The obtained raw reads were initially pre-processed by removing the adaptors and the primers using SeqClean (latest x86_64, Dana-Farber Cancer Institute) and Newbler (version 2.5.3, Roche). Low-quality reads were removed using Lucy (version 1.20p, -m50 –e 0.03 0.03 –w 30 0.03 10 0.1 –b 4 0.03) [35]. High-quality reads with a length of >50 bp were maintained. The trimmed and size-selected reads were then assembled using Newbler with the following parameters: “use duplicate reads”; “extend low-depth overlaps”; “minimum read length = 45 bp”; “read limited to one contig”; and “single ACE file”. After the assembly was constructed, contigs and singletons were subjected to cluster analysis using cd-hit (version 4.0) with the following parameters: -r 1 and –c 0.95. The longest sequence of each class was used as a representative sequence.

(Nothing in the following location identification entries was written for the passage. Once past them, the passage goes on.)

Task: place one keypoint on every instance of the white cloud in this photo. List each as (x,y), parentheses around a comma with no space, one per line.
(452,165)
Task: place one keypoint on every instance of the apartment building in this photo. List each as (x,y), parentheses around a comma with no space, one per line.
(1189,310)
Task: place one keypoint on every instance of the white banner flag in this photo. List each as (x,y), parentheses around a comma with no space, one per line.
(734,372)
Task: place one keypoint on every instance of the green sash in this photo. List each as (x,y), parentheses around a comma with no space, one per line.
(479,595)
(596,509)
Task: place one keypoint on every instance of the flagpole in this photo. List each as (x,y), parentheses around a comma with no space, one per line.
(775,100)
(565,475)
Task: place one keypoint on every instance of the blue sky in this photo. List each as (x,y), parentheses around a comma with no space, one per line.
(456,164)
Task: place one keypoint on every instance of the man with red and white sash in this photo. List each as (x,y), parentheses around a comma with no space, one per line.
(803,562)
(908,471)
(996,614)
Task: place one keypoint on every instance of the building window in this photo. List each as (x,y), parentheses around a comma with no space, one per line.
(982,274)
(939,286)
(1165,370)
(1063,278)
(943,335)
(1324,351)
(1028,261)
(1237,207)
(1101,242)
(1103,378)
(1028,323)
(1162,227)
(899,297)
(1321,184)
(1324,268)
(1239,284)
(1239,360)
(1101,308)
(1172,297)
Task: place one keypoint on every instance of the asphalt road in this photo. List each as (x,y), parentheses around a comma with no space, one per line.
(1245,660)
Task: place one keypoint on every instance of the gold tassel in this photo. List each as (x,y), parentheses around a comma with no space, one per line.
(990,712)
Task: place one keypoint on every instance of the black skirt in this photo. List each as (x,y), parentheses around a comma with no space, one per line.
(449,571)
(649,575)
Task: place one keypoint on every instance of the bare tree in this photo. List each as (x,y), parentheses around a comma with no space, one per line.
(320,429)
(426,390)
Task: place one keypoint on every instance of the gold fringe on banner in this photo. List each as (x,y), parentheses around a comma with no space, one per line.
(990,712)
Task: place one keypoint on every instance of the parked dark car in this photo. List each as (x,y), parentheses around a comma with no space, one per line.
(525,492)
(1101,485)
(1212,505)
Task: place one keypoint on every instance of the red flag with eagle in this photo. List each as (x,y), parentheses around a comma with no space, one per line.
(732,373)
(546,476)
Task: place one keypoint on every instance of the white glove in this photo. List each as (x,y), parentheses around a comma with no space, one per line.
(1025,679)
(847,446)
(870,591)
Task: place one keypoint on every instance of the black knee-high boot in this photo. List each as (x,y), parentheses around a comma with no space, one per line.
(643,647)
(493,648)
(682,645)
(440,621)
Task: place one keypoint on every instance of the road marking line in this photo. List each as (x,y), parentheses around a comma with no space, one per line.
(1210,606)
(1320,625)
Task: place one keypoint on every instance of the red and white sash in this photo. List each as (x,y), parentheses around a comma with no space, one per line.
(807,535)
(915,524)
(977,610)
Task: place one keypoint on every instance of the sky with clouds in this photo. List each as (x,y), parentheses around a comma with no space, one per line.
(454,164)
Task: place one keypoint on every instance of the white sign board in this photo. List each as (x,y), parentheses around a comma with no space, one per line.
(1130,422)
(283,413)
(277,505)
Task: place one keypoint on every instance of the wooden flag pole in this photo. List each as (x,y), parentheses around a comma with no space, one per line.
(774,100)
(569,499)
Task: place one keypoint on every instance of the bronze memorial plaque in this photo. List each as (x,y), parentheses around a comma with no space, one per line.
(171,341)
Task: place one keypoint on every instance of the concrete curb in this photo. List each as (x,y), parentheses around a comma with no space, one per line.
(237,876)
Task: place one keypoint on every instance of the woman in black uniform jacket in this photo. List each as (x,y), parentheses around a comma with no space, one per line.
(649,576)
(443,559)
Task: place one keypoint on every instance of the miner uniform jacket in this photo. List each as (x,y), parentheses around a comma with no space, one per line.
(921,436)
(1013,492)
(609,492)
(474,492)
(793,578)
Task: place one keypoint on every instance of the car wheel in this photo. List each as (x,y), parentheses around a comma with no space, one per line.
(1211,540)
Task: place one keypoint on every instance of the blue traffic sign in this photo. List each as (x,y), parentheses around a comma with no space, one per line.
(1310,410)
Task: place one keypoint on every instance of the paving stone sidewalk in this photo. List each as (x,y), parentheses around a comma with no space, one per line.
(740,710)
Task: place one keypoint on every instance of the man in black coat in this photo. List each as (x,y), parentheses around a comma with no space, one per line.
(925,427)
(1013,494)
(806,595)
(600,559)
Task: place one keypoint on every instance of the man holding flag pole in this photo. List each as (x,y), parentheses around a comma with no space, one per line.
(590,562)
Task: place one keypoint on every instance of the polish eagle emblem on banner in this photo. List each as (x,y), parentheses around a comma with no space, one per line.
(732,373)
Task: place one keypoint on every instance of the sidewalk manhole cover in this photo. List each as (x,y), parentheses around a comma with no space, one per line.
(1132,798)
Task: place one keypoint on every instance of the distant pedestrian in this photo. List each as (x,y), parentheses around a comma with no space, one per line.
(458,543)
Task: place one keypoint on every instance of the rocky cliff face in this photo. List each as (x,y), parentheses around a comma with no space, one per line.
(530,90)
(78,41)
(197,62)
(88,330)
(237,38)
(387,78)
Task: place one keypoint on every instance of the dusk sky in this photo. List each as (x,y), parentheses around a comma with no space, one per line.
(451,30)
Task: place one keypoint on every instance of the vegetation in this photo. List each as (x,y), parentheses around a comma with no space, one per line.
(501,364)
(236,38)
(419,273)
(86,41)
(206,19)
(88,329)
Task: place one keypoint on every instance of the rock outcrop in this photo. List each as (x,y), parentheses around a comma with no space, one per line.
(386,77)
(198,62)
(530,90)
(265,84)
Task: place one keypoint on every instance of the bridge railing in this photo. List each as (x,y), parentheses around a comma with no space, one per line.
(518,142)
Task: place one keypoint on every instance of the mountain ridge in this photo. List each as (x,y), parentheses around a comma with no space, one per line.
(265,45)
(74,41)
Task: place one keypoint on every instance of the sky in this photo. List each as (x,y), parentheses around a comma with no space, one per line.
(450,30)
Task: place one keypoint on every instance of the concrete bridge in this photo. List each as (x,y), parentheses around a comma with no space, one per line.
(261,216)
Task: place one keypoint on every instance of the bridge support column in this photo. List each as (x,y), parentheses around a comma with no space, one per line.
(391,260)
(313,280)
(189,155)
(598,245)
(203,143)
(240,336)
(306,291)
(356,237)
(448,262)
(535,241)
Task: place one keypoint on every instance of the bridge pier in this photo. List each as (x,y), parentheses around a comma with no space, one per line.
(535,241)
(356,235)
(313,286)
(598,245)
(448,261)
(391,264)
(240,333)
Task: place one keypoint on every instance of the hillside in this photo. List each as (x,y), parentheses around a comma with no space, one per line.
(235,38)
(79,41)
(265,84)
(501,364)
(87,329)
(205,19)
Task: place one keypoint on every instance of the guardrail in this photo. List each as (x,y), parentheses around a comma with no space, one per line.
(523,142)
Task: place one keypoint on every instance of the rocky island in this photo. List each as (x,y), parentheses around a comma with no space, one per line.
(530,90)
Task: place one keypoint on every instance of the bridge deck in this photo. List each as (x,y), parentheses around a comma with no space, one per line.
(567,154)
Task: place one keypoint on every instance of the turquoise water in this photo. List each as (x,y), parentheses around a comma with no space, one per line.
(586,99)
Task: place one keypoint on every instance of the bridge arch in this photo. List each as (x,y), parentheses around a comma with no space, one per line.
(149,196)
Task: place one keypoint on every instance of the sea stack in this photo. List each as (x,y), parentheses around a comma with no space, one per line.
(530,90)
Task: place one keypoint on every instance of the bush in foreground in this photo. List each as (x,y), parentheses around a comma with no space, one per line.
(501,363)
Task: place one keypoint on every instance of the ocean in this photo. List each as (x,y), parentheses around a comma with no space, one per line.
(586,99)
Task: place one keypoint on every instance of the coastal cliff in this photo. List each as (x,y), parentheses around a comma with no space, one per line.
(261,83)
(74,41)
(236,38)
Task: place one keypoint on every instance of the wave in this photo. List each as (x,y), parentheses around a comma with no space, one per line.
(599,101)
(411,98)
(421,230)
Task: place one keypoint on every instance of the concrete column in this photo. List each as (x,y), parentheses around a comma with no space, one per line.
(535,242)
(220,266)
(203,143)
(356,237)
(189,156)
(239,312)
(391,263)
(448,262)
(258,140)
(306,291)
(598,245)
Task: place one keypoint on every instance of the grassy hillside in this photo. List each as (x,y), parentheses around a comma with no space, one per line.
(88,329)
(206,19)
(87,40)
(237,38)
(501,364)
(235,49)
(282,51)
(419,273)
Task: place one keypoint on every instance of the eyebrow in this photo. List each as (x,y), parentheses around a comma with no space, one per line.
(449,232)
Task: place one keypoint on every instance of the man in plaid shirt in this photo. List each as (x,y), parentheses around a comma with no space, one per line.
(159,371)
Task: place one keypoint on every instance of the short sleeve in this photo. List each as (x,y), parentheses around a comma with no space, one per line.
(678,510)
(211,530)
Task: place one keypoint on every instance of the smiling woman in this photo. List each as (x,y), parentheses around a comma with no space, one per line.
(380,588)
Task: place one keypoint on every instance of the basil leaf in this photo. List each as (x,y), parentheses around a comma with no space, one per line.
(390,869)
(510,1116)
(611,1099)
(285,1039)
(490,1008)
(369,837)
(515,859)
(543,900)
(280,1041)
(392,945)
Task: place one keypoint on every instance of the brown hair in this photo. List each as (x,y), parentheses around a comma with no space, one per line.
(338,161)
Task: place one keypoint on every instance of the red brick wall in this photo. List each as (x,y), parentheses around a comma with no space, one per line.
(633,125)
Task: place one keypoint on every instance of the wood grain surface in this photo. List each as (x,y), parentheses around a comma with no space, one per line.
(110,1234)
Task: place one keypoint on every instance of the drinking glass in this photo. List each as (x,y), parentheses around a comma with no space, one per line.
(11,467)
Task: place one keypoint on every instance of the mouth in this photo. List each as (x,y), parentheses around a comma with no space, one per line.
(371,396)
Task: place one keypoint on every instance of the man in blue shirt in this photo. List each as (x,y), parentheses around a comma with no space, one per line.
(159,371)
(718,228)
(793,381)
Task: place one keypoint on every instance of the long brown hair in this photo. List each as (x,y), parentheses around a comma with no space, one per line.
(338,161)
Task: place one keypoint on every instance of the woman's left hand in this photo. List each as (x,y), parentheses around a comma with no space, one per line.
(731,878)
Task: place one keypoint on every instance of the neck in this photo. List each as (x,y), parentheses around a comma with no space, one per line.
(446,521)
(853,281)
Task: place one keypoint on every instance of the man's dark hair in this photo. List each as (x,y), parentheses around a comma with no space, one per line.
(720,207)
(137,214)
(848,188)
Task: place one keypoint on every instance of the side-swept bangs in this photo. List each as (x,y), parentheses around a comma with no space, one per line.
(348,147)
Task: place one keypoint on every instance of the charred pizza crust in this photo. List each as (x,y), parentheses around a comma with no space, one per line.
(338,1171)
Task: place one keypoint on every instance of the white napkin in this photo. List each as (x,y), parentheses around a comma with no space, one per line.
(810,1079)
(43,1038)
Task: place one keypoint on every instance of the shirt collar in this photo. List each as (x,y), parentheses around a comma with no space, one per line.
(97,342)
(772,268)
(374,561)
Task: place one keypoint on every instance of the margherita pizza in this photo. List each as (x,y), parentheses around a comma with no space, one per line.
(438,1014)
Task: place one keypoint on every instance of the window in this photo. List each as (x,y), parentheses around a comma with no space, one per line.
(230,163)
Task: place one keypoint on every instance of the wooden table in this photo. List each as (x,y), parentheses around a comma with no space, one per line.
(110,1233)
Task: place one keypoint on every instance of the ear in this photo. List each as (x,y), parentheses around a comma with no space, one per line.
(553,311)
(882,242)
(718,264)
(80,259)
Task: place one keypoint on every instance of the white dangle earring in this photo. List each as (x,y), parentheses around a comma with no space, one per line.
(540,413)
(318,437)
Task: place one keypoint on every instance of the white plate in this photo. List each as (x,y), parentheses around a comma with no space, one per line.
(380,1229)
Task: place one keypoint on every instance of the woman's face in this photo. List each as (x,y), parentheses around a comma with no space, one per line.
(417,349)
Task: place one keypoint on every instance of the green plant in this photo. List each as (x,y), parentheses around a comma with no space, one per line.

The alignment between unigenes and C. semilaevis genome was performed using BLASTN with e-value < 1e–10.

Sequence annotation

The unigenes were compared with the NCBI non-redundant protein database by using BLASTX. The alignment was processed using the following parameters: (1) e-value < 1e–5; (2) identity > 50%; and (3) number of matched amino acids >50. If the length of a unigene was <150 bp, the number of matched amino acids should be >70% of its own unigene. Gene function was assigned to each unigene based on the most common BLAST hit.

GO annotation was performed using Blast2GO, a software package that retrieves GO terms; this software package can be used to determine and compare gene functions [3638]. KEGG pathways were assigned to the unigenes by using the online KEGG Automatic Annotation Server (KAAS; http://www.genome.jp/kegg/kaas/).

Transposable elements identification

Putative TEs were identified based on a homology search. Our data sets were compared with RepBase 17.09 using tBLASTx with a threshold of 1e–5 [39]. The outputs were manually inspected, and significant matches to Simple Repeat, Pseudogene, and Integrated Virus were excluded.

SSR and SNP discovery

SSRs were identified using the MISA program. The minimum number of repetitions of dinucleotide was set at six. By comparison, trinucleotide, tetranucleotide, pentanucleotide, and hexanucleotide were set at five. The maximum difference between two SSRs was 100 bp.

Putative SNPs and single-nucleotide indels were detected using a ssahaSNP program [40]. A putative SNP and indel site should satisfy the following conditions: (1) Q value of bases > 22; (2) minor allele frequency > 15%; and (3) minor allele was supported by at least two reads.